Asymmetry:リターンの非対称性と「破産」の非対称性
ポジションサイジングが向き合うのは、トレーディングにおける最も根源的な「非対称性」です。
リターンの非対称性
一つ一つの取引のリターンは、非対称です。ストップロスをタイトに設定し、利益を伸ばす(損小利大)戦略のリターン分布は、正の歪度を持つ非対称な形になります。ケリーの公式は、まさにこのリターンの非対称性(ペイオフレシオ)を、その計算の根幹に据えています [1]。
「破産」という究極の非対称性
より重要なのが、富の蓄積と破産との間の、決定的な非対称性です。資産を2倍、10倍へと増やしていく道は、時間を要する幾何学的なプロセスです。しかし、資産をゼロにする「破産」は、たった一度の、過剰に大きなリスクテイクによって、瞬時に起こり得ます。
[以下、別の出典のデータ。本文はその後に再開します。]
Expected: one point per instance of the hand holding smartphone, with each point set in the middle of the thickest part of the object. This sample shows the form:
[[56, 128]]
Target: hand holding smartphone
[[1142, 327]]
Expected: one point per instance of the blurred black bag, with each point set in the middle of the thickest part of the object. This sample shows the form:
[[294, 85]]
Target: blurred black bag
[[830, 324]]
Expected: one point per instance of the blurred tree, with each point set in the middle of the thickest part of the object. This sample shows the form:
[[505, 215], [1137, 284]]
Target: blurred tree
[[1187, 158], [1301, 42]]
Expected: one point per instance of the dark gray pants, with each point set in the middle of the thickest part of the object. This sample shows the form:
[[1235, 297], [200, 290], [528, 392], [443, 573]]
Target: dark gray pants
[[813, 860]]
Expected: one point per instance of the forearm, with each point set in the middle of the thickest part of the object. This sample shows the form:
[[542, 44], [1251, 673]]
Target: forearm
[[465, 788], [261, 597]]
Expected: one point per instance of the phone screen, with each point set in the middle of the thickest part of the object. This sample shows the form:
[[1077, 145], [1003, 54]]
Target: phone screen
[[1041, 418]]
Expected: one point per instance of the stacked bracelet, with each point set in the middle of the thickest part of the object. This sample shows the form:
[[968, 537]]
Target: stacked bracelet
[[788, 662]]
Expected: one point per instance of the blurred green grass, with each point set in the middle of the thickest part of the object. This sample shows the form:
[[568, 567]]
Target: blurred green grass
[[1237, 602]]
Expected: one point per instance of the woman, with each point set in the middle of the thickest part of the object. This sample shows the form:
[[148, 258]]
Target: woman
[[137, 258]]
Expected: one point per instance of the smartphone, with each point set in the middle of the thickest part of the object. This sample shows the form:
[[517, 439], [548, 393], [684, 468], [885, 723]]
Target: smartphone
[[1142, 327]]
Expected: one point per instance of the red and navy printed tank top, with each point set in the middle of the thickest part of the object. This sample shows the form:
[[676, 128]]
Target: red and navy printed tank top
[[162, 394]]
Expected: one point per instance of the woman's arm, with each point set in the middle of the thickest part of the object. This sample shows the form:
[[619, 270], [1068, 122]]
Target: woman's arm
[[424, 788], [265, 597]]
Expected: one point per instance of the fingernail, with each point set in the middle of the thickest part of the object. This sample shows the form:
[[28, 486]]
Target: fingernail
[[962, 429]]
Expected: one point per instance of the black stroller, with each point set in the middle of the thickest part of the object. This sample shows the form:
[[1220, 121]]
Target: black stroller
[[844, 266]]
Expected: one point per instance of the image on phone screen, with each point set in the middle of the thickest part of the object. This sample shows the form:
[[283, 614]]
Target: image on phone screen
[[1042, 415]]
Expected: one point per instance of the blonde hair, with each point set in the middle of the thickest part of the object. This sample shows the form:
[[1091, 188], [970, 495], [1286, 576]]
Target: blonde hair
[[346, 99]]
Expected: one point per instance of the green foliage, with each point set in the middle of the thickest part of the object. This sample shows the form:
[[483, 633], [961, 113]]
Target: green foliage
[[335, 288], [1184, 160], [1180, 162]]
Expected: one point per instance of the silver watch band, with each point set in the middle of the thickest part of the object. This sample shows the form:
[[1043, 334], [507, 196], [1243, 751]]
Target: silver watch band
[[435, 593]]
一度破産してしまえば、市場から永久に退場させられ、その後のいかなる収益機会にも参加することはできません。つまり、リターンの世界において、マイナス100%の損失は、プラス方向のいかなる利益とも等価交換できない、究極的に非対称な終着点です。
ポジションサイジングの第一の目的は、この究極の非対称な結末である「破産」を、確率的に絶対に避けることにあります。ケリーの公式が、長期的な資産成長を最大化すると同時に、破産を回避する性質を持つのは、この非対称な現実を数学的に捉えているからに他なりません [3]。
Friction:「パラメータの不確実性」という究極の摩擦
手数料やスプレッドのような基本的な摩擦に加え、ケリーの公式を現実の市場で使おうとする際には、乗り越えることが極めて困難な、情報の「摩擦」が存在します。
パラメータの不確実性という情報の摩擦
ケリーの公式は、入力として与えられたパラメータ(勝つ確率とペイオフレシオ)が「真実」であるという、非常に強い仮定の上に成り立っています。ここに、最大の摩擦が存在します。すなわち、現実のトレーディングにおいて、未来の真のパラメータを、神ならぬ人間が知ることは不可能である、という事実です。
我々にできるのは、ノイズに満ちた過去のデータから、これらのパラメータを「推定」することだけです。しかし、この推定値には、必ず誤差が含まれます。この「パラメータの不確実性」という根源的な情報の摩擦が、ケリーの公式を、理論上の「最適解」から、現実世界での「極めて危険な道具」へと変貌させます。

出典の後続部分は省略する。